30.10.06

À procura de Ed


Há já algum tempo que não vemos Edward Norton num papel à altura do seu talento. Há já algum tempo, aliás, que não vemos Ed Norton em lugar nenhum. Se ninguém deu por ele em “Reino dos Céus”, de Ridley Scott, é normal. Desde logo porque quase ninguém deu pelo filme, protagonizado pelo protozoário Orlando Bloom, mas, para quem viu, o papel de Rei Balduíno IV (o Leproso) obrigou-o a usar uma máscara permanente e a alterar substancialmente o tom de voz e a elocução. A sua interpretação (assim como a de Eva Green, que encarna a sua irmã Sibila) foi largamente cortada na versão que estreou nos cinemas. No director’s cut de 195 minutos é agora possível avaliar a intensidade e a dimensão trágica das interpretações de Norton e Green e ver o filme sob uma nova luz. Ed Norton continua a ser, aos 37 anos, uma das grandes esperanças do cinema americano, mas tem preferido adiar o papel de estrela para investir na integridade artística – o que significa, muitas vezes, entrar em conflito aberto com realizadores e produtores, reescrever guiões e retirar o seu nome dos créditos dos filmes (guia prático: “Golpe em Itália”, “América Proibida” e “Reino dos Céus”). Em 2006 regressa em três fitas: “O Ilusionista”, prestes a estrear entre nós, uma adaptação de O Véu Pintado, de W. Somerset Maugham, com Naomi Watts, e Down in the Valley, onde o seu desempenho de um homem mentalmente desequilibrado lhe tem valido os maiores elogios. Para muitos, porém, o seu melhor filme até à data é “A 25ª Hora”, drama que traz a assinatura de Spike Lee.

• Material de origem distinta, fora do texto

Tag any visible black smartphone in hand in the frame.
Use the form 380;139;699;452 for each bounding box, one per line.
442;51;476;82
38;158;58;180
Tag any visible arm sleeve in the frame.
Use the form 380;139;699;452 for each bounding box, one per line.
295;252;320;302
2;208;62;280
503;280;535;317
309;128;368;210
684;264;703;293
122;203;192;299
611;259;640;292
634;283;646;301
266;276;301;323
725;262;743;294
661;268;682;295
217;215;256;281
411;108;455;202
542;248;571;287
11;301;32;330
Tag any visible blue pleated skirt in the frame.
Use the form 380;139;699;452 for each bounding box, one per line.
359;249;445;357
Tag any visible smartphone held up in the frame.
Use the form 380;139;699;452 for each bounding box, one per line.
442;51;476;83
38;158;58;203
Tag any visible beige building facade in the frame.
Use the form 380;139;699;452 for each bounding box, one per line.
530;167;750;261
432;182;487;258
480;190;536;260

Lee referiu por diversas vezes que este é o filme da proclamação de amor a Nova Iorque, por entre as nuvens negras do pós-9/11, numa ode visceral à sua diversidade, às suas contradições e aos seus traumas. As personagens de “A 25ª Hora” carregam o peso da revolta, da confusão e da dor pelas ilusões perdidas. Figura emblemática: o Morty que Edward Norton interpreta com enorme garra – um homem inteligente que poderia ter uma carreira mas que tem, em vez disso, uma pena pendente de sete anos de cadeia por tráfico de droga. É aos últimos momentos de liberdade de Morty que assistimos, por entre cantos familiares da Big Apple, povoados de personagens disfuncionais: o pai (Brian Cox), os amigos Jacob (Philip Seymour Hoffman) e Slaughtery (Barry Pepper) e a namorada, Naturelle (Rosario Dawson), que o fazem sentir, de forma dolorosa, que a inocência é irrecuperável. Restam ambições inúteis e desfeitas e o afecto pelas coisas passadas. Num cenário de desolação moral, um drama duro e directo que não deixa ninguém indiferente.
Até ao nosso reencontro com Ed, um filme para rever e admirar a sua excelência.